The Computation Pipeline

CS/게임 프로그래밍 2024. 3. 19. 21:46

Introduction

DirectCompute

A new processing paradigm that attempts to make the massively parallel computational power of the GPU.
Available for tasks outside of the normal raster-based rendering domain.
Can easily be used directly to supply input to rendering operations.
Use the exact same resources that are used in rendering, so that it make interoperation between the rendering pipeline and DirectCompute very simple.
The performance of a particular algorithm can easily scale with a user's hardware.

Compute Shader

A pipeline stage available for performing flexible computations that can be applied to a wider range of applications.
Follow the same general usage concept as the other programmable shader stages.
1. Compile a shader program.
2. Use a shader program to create a shader object through the device interface.
3. Connect the state object to the compute shader stage by using the device context interface.
The same type of resource, constant buffer, and sampler can be used as in other shader stages.
Connect those resources to the compute shader stage by using UAV.
All data inputs and outputs occur only through resources, not through other stages, so that the compute shader implements complete algorithms within a single program.
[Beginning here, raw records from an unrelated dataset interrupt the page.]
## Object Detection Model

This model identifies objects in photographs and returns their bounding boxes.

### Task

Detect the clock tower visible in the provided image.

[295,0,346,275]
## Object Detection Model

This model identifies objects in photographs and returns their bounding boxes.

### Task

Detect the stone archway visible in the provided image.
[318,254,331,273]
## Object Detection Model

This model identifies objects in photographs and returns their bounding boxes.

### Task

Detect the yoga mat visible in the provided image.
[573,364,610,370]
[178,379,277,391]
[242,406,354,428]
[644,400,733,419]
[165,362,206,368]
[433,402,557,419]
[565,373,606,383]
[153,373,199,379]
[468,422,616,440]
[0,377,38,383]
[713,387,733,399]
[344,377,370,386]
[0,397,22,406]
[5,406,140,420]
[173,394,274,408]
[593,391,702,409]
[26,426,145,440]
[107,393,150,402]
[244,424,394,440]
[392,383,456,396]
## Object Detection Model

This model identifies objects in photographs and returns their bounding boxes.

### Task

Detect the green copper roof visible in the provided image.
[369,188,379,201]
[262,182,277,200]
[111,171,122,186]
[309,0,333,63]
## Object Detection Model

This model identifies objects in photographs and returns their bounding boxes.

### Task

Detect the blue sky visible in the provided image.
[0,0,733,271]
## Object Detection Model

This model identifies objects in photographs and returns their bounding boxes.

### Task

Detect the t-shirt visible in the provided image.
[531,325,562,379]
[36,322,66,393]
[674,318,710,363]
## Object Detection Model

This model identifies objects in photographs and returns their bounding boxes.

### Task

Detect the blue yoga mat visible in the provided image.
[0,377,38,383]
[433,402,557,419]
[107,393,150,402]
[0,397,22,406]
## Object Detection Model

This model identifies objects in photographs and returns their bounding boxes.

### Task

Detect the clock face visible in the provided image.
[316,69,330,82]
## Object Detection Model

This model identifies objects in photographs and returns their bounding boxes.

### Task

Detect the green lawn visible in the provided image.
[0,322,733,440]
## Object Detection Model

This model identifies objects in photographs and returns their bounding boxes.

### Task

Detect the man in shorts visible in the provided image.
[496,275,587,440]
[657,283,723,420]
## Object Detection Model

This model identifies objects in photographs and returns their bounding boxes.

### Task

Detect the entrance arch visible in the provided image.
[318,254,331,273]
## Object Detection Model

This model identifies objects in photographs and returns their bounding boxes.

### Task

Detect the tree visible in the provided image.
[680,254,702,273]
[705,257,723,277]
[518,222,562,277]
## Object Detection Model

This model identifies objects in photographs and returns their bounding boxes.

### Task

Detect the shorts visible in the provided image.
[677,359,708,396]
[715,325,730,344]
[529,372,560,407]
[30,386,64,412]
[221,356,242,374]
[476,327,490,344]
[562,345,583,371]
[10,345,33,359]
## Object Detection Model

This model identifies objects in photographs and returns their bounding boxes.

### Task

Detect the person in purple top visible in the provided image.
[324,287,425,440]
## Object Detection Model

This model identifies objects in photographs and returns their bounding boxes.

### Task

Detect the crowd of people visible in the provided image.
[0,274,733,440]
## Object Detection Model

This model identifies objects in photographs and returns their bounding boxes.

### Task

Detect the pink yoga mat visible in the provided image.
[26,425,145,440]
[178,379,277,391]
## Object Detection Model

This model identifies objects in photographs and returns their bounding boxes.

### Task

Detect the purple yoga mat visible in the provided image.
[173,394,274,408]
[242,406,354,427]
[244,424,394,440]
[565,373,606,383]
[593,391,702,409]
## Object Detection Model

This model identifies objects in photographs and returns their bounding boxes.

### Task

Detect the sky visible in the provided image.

DirectCompute Threading Model

Kernel Processing

The shader program provides a kernel that will be used to process one unit of work.
Very easy and intuitive to program an algorithm to run on thousands of threads on a GPU.
Focus on the best way to split a problem into a series of many instances of the same problem for every thread.

Dispatching Work

The method to execute a batch of work with desired number of threads.
- ID3D11DeviceContext::Dispatch(), ID3D11DeviceContext::DispatchIndirect()
- Execute a command list from the thread groups.
- Total number of thread groups $= \ x \ \times \ y \ \times \ z$

// Direct version of Dispatch
void Dispatch(
    // The number of groups dispatched in the x, y, z direction (1 ~ 65535)
    UINT ThreadGroupCountX, 
    UINT ThreadGroupCountY, 
    UINT ThreadGroupCountZ
);

// Indirect version of Dispatch
void DispatchIndirect(
    // a pointer to an ID3D11Buffer, which must be loaded with data that matches the argument list for ID3D11DeviceContext::Dispatch
    ID3D11Buffer *pBufferForArgs,
    // a byte-aligned offset between the start of the buffer and the arguments
    UINT AlignedByteOffsetForArgs
);

The function attribute for designate the number of threads

// total number of threads : a x b x c
[numthreads(a, b, c)]
// shader kernel definition follows...

Thread Addressing System

A number of system value semantics as input parameter for the shader program.
- SV_GroupID : define the 3D identifier (uint3) for which thread group within a dispatch that a thread belongs to.
- SV_GroupThreadID : define the 3D identifier (uint3) for a thread within its own thread group.
- SV_DispatchThreadID : define the 3D identifier (uint3) for a thread within the entire dispatch.
- SV_GroupIndex : define a flattened 1D index (uint) for which thread group that a thread belongs to.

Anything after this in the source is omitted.